Alignment Gaps

post by kcyras · 2024-06-08T15:23:16.396Z · LW · GW · 3 comments


    Mechanistic interpretability vs Formal methods for verification and explainability
    AI safety via debate vs Argumentative dialogue games
    Value alignment vs Computational social choice and Reasoning with preferences
    Cooperative AI vs AI fairness
    AI Safety/Alignment vs Safe and Trustworthy AI

Misaligned agendas and terminology among academic, industrial and independent AI alignment research

This post aims to fill some gaps between technical AI Alignment topics and academic AI research. It summarises a quick but informed scouting of academic research papers that are closely connected to four Alignment topics: mechanistic interpretability, safety via debate, value alignment and cooperative AI. This overview should help somebody wanting to do research on any of those four topics to find the related research and expand the technical Alignment frontier.

TLDR: mechanistic interpretability can be seen as a form of formal explainability; AI safety via debate is vague and informal and could benefit from formal argumentative dialogue games (and has in fact been formalised using several formalisms); value alignment (including RLHF and similar) has deep connections to computational social choice theory and reasoning with preferences in AI; cooperative AI might benefit from recent fairness and multi-agent research.

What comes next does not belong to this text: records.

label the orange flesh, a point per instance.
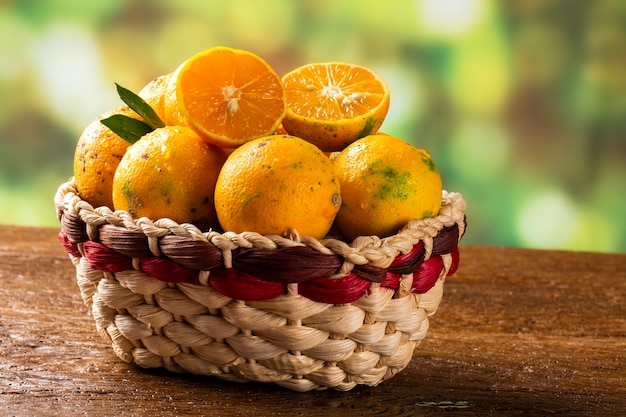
(232, 95)
(333, 91)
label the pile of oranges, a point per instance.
(225, 143)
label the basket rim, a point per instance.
(363, 249)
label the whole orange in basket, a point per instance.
(154, 93)
(97, 154)
(277, 183)
(333, 104)
(229, 96)
(170, 172)
(385, 182)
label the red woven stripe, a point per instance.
(456, 259)
(241, 286)
(392, 280)
(409, 262)
(426, 276)
(166, 270)
(104, 259)
(334, 290)
(70, 247)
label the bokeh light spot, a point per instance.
(547, 220)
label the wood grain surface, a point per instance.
(519, 332)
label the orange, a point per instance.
(229, 96)
(333, 104)
(170, 172)
(154, 94)
(385, 182)
(97, 154)
(274, 184)
(160, 94)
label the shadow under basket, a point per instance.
(302, 313)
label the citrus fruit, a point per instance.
(333, 104)
(154, 94)
(170, 172)
(277, 183)
(229, 96)
(97, 154)
(385, 182)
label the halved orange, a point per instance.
(229, 96)
(333, 104)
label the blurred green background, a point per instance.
(522, 104)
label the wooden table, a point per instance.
(519, 332)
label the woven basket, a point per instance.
(298, 312)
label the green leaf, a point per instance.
(126, 127)
(140, 107)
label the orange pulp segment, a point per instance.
(230, 96)
(333, 104)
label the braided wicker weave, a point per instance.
(301, 313)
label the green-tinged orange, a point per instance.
(274, 184)
(169, 173)
(385, 182)
(96, 157)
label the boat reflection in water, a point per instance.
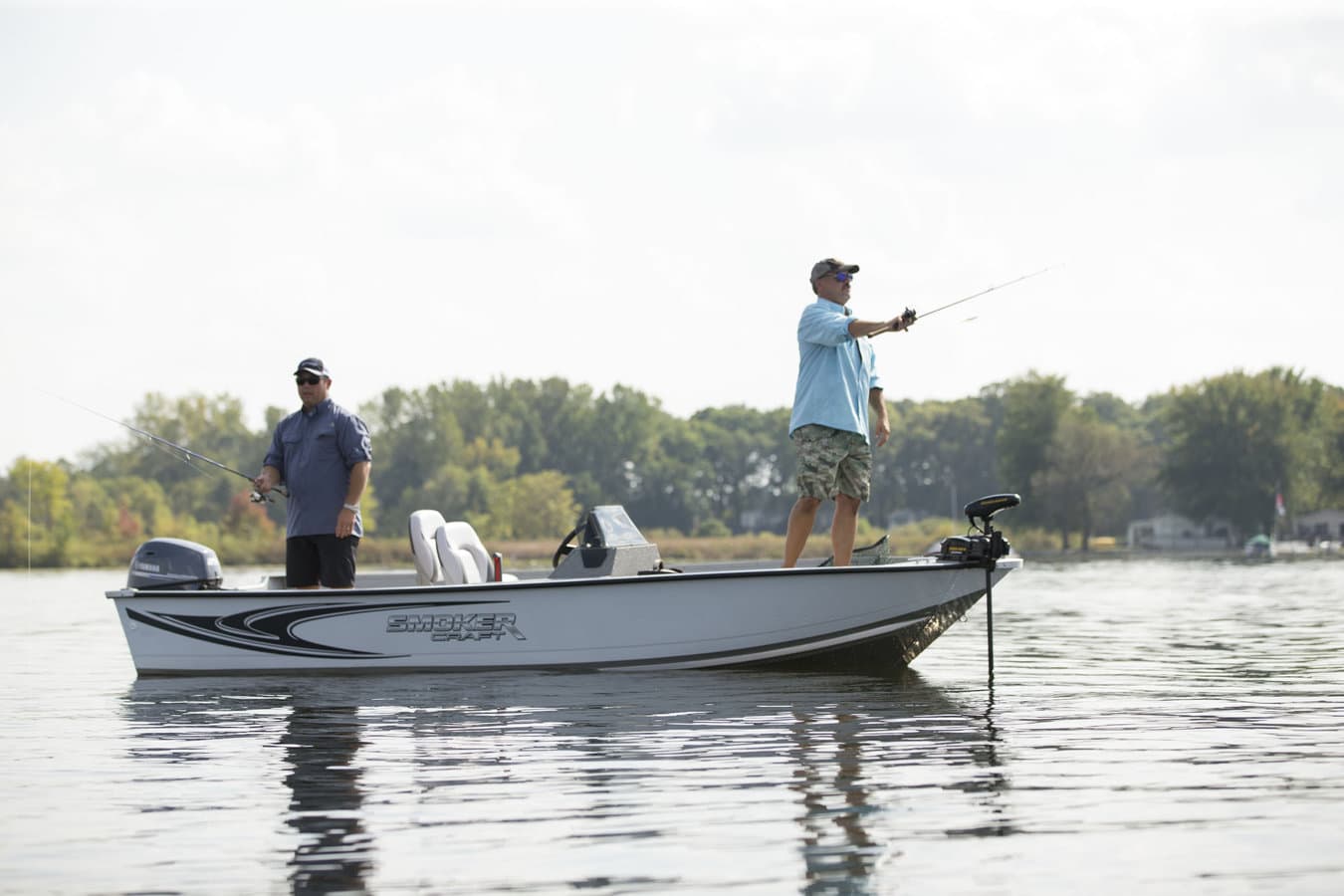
(494, 782)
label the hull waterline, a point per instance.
(878, 617)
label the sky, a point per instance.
(195, 196)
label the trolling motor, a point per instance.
(984, 550)
(990, 545)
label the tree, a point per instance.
(1031, 411)
(1089, 474)
(1236, 441)
(37, 515)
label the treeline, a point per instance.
(521, 458)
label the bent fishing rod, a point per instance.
(910, 316)
(187, 453)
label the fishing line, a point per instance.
(914, 318)
(173, 449)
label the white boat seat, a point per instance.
(423, 524)
(461, 537)
(459, 563)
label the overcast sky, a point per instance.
(633, 192)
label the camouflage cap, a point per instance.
(828, 266)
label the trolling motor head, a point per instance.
(986, 508)
(990, 545)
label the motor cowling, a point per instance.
(173, 564)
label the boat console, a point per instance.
(610, 545)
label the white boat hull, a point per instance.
(872, 614)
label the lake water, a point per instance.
(1153, 726)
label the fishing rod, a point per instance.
(910, 316)
(187, 453)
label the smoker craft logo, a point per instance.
(275, 630)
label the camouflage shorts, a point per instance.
(832, 462)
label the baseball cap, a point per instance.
(828, 266)
(314, 365)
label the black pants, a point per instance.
(320, 559)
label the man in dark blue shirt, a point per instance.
(322, 453)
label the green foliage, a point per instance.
(1239, 439)
(522, 458)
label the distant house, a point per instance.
(1174, 533)
(1323, 526)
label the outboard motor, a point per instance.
(611, 546)
(173, 564)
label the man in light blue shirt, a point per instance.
(837, 383)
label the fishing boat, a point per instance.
(609, 603)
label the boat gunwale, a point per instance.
(903, 564)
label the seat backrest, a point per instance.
(459, 564)
(423, 524)
(463, 537)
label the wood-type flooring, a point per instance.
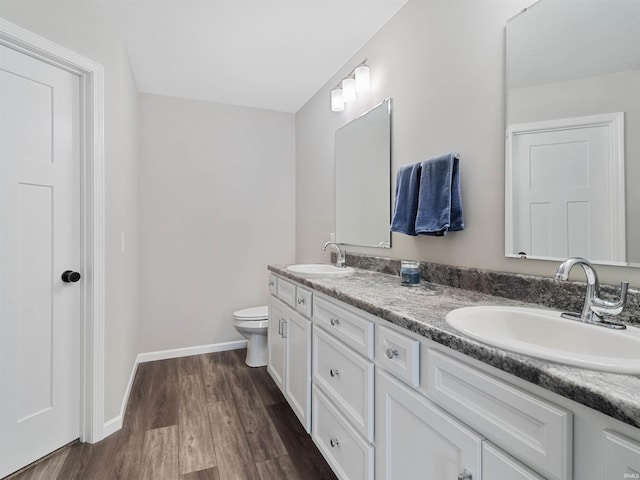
(204, 417)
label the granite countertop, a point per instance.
(423, 309)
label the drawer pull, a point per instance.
(466, 475)
(391, 352)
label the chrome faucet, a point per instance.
(340, 260)
(594, 307)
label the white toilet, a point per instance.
(252, 323)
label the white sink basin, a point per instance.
(319, 269)
(544, 334)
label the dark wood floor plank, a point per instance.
(46, 469)
(265, 386)
(196, 450)
(76, 463)
(189, 365)
(281, 468)
(235, 461)
(263, 438)
(248, 439)
(153, 400)
(244, 393)
(301, 449)
(208, 474)
(216, 388)
(160, 454)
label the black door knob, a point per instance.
(69, 276)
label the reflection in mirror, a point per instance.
(573, 117)
(363, 179)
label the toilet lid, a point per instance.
(253, 313)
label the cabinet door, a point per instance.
(497, 464)
(416, 439)
(297, 333)
(276, 342)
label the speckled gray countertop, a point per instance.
(423, 309)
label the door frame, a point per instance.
(91, 76)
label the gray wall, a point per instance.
(216, 206)
(443, 64)
(83, 28)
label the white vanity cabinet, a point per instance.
(441, 418)
(384, 403)
(417, 439)
(289, 340)
(343, 393)
(621, 457)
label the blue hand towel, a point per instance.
(440, 198)
(406, 207)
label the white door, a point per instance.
(563, 200)
(39, 240)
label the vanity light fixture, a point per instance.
(362, 78)
(358, 81)
(337, 102)
(349, 90)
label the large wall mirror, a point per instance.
(363, 179)
(573, 131)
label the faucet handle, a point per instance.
(611, 308)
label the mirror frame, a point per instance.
(386, 243)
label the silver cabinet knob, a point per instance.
(391, 352)
(466, 475)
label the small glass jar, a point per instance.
(409, 273)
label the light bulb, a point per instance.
(362, 79)
(337, 102)
(349, 90)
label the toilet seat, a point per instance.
(252, 314)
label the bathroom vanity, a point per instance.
(388, 390)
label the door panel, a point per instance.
(563, 177)
(39, 239)
(416, 439)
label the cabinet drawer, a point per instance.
(498, 464)
(346, 325)
(346, 378)
(304, 301)
(621, 456)
(399, 354)
(287, 292)
(350, 457)
(536, 431)
(273, 285)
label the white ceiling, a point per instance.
(271, 54)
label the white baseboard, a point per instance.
(114, 424)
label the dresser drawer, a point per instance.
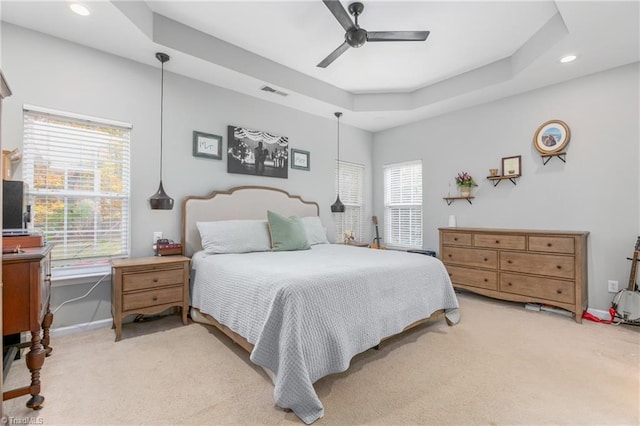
(515, 242)
(552, 244)
(541, 264)
(542, 288)
(144, 299)
(456, 238)
(470, 257)
(473, 277)
(151, 279)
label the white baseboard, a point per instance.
(78, 328)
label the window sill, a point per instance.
(72, 276)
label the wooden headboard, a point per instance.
(242, 202)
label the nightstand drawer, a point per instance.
(152, 279)
(154, 297)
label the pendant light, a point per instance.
(338, 207)
(160, 200)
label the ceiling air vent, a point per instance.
(272, 90)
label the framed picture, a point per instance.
(512, 166)
(300, 159)
(206, 145)
(254, 152)
(552, 137)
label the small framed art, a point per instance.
(512, 166)
(300, 159)
(552, 137)
(207, 145)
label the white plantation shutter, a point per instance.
(351, 177)
(403, 204)
(77, 175)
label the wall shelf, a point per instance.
(547, 157)
(450, 200)
(497, 179)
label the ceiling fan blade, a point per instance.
(336, 8)
(333, 55)
(397, 35)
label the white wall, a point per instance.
(596, 190)
(52, 73)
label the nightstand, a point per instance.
(148, 285)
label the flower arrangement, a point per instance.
(465, 179)
(349, 237)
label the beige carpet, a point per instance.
(501, 365)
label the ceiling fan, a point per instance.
(356, 36)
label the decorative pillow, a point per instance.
(316, 233)
(287, 233)
(234, 236)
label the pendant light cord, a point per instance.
(161, 115)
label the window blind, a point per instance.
(77, 175)
(351, 178)
(403, 204)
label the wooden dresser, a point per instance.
(548, 267)
(25, 307)
(148, 285)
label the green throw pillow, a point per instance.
(287, 233)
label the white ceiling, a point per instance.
(478, 51)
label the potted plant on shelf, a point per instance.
(465, 182)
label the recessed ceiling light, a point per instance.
(79, 9)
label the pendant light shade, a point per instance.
(160, 200)
(338, 207)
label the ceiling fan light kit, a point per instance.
(356, 36)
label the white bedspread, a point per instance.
(308, 312)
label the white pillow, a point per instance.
(234, 236)
(316, 233)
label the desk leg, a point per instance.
(46, 324)
(34, 360)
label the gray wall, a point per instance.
(597, 190)
(60, 75)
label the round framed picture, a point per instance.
(552, 137)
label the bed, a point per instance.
(303, 312)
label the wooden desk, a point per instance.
(25, 307)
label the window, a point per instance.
(403, 204)
(77, 174)
(351, 178)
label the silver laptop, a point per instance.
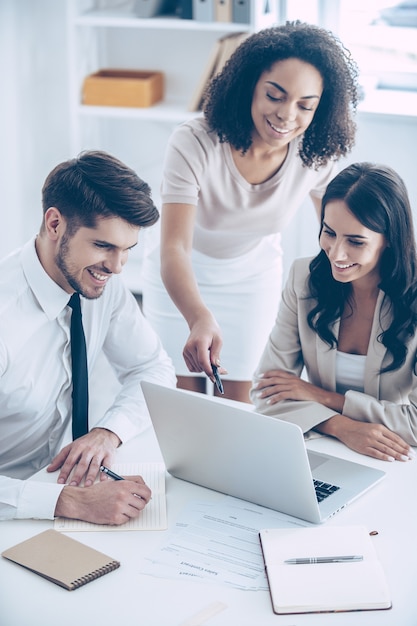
(219, 445)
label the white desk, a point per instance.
(126, 596)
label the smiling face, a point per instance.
(284, 101)
(353, 250)
(86, 260)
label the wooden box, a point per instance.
(124, 88)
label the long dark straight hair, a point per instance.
(378, 198)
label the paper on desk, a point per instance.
(218, 542)
(153, 516)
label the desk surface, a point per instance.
(128, 596)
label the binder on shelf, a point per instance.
(203, 10)
(223, 10)
(241, 11)
(220, 54)
(185, 9)
(152, 8)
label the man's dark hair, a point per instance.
(228, 99)
(97, 185)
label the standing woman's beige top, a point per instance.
(237, 256)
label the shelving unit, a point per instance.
(107, 34)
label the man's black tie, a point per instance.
(79, 371)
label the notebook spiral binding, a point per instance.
(79, 582)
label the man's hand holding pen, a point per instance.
(112, 501)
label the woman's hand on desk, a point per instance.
(375, 440)
(278, 385)
(110, 501)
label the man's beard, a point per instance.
(61, 262)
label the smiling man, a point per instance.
(94, 207)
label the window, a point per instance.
(381, 35)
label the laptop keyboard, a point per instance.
(324, 490)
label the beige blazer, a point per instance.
(389, 398)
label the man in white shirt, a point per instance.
(94, 207)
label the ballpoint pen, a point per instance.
(219, 384)
(324, 559)
(109, 473)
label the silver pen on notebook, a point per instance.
(312, 560)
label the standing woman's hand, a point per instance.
(203, 346)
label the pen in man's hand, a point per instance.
(324, 559)
(113, 475)
(219, 384)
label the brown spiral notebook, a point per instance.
(61, 559)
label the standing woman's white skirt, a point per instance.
(243, 294)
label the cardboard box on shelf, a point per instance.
(124, 88)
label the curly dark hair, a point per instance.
(378, 198)
(228, 98)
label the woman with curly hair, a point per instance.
(276, 119)
(349, 317)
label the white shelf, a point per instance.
(161, 112)
(126, 19)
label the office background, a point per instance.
(35, 109)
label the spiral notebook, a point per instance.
(60, 559)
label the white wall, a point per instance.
(33, 110)
(34, 126)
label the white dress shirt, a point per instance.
(35, 374)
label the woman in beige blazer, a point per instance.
(348, 320)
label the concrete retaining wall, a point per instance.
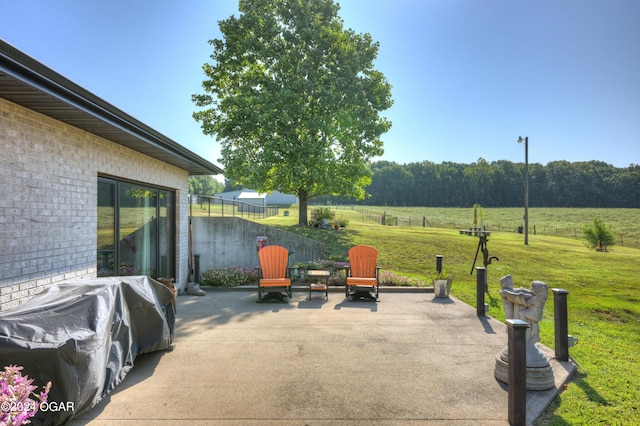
(225, 242)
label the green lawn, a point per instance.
(604, 308)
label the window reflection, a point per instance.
(144, 219)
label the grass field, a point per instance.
(604, 308)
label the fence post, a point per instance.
(560, 323)
(481, 273)
(196, 268)
(516, 330)
(438, 263)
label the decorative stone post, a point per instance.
(526, 305)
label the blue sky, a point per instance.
(468, 76)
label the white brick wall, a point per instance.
(48, 196)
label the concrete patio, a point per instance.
(409, 359)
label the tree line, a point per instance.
(500, 184)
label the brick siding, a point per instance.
(48, 215)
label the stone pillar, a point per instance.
(526, 305)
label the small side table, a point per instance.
(319, 285)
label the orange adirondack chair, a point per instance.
(363, 270)
(273, 268)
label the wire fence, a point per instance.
(207, 206)
(384, 218)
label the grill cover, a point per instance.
(84, 336)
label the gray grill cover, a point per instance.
(84, 335)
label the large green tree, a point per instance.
(295, 100)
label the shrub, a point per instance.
(598, 234)
(17, 397)
(391, 279)
(229, 277)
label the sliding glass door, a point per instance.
(136, 229)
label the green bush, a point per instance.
(229, 277)
(598, 234)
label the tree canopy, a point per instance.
(295, 100)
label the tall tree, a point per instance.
(295, 100)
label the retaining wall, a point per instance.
(224, 242)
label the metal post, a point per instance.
(196, 268)
(438, 263)
(561, 326)
(480, 280)
(516, 330)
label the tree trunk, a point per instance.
(303, 198)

My key takeaway is that technical Alignment research pre-prints often fail to refer to peer-reviewed, formal AI research articles that are highly relevant to the Alignment topic studied, but that do not use the typical Alignment terminology. This may be due to several reasons. For one, some academic research pre-dates Alignment topics -- for instance, formal verification and explainability via formal methods go way back before mechanistic interpretability (or even machine learning (ML) interpretability at large). In other cases, authors of non-peer-reviewed papers may simply be unaware of, or may intentionally omit related research -- for instance, the AI safety via debate pre-print does not even mention some two decades of research on argumentative debates and dialogue games. In yet other cases, the authors seem to be aware of some relevant research but fail to explore either deeper or broader connections -- for instance, the authors of What are human values, and how do we align AI to them? acknowledge and use some insights from social choice theory and preference aggregation, but dismiss the field as inadequate and do not engage with well established research on e.g. value-based argumentation or reasoning with preferences. I consider the failure to properly address established academic research while engaging technical Alignment topics to be bad, because it risks to reinvent the wheel, misses the opportunity to build or improve on existing science and fails to give credit where it is due. (There are great exceptions to this trend, e.g. the pre-print on open problems in Cooperative AI.) With this post I hope to fill some of the gaps with pointers to what I believe are relevant works for addressing the research questions within the selected four technical topics of Alignment (I have selected and loosely grouped several topics from those covered and omitted in BlueDot's 2024 March Alignment course). I will not detail how that academic research can directly help to solve Alignment problems, but simply try to argue why it is relevant. Instead, researchers should read more, preferably peer-reviewed articles in top-tier publication venues such as AIJ, IJCAI, AAAI, AAMAS.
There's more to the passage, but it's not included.